6 - BRAQUAGE
Lecteur, attention, nous repartons aujourd'hui vers un authentique mot arabe. Ecrivons le en phonétique : brakaj'. Il se prononce en roulant le r, à la tunisienne, et en haussant le sourcil d'effroi : « Il parait qu'hier, dans telle ville, il y a encore eu un brakaj' ». « Tu ne sais pas ce qui est arrivé à mon cousin Hakim, sur l'autoroute ? Il a subi un brakaj' !!! ». Horreur de l'interlocuteur, soupir de l'assistance. Depuis la Révolution, on n'entend que lui. On peut parler avec n'importe qui, dans la rue, à l'hôtel, au café, on est sûr de le croiser au moins une fois.
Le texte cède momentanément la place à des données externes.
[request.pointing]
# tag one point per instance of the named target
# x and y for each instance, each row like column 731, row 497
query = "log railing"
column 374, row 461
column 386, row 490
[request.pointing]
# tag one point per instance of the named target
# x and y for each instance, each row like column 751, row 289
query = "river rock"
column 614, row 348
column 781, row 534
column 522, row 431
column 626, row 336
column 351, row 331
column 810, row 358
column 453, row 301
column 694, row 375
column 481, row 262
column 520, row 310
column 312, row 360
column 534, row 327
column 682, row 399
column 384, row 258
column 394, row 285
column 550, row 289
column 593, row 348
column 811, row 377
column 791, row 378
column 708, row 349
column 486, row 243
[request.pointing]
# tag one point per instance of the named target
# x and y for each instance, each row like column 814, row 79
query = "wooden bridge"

Au début, ça fait peur. La Tunisie est elle donc à feu et à sang ? Des gangs armés ont-ils pris le pouvoir ? On comprend ensuite qu'il ne faut pas se faire abuser par les cousinages linguistiques. Un brakaj', cela peut être, comme en français, une attaque de banque à main armée – mais cela n'arrive que de façon rarissime. Cela peut être plutôt un vol de téléphone portable ou une tentative d'effraction pour piquer un autoradio dans une voiture, bref, le genre de choses auxquels un européen ne prête même plus attention.
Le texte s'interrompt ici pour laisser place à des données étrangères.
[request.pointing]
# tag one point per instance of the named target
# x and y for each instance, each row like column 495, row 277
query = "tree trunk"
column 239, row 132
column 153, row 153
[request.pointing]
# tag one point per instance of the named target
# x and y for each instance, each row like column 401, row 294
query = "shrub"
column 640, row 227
Seulement ces choses, si banales de notre côté de la méditerranée, sont nouvelles là -bas. Du temps de Ben Ali, le vol, comme on le sait maintenant, était pratiqué à très grande échelle, mais il fonctionnait, si l'on ose écrire, sous le régime d'un monopole d'Etat, entièrement géré par la famille du tyran. Et l'insécurité et la violence étaient terribles, barbares, sanglantes, mais elles étaient quasi-uniquement circonscrites à l'intérieur des commissariats ou, pire encore, aux locaux du sinistre ministère de l'Intérieur du bout de l'avenue Bourguiba, à Tunis, devant lequel on ne passait qu'en tremblant. Dans les rues, vu le nombre de flics qui y patrouillaient en permanence, le point est sûr, l'ordre régnait.
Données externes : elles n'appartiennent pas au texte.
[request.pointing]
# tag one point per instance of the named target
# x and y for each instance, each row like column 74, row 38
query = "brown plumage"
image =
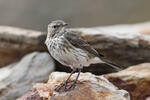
column 68, row 48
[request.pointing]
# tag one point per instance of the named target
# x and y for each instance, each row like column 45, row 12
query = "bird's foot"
column 62, row 87
column 73, row 85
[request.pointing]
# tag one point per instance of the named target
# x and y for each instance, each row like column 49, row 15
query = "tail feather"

N'y règne-t-il plus ? Ça a été la grande peur des semaines qui ont suivi la révolution. Etait-elle réelle ou fantasmée ? C'est difficile à dire, tant on a du mal à faire le tri, dans ce pays où la presse peine à se relever, entre les rumeurs et les informations. A la mi janvier, on a parlé de prisons ouvertes par les membres de l'ancien régime, pour que les droits communs qui s'y trouvaient sèment le chaos dans le pays. On a parlé aussi de la difficulté des policiers, tellement compromis par leur soutien à la dictature, à se faire respecter. Il y a eu ici et là des attaques de commissariats, des voitures volées, des téléphones portables dérobés. Mais, rassurons de façon absolue ceux qui voudraient se rendre dans ce beau pays, rien de catastrophique, loin de là. Tunis n'a jamais été Rio et ne risque pas de le devenir. Il est clair, en outre, que les choses se résorbent et que, peu à peu, tout rentre dans l'ordre.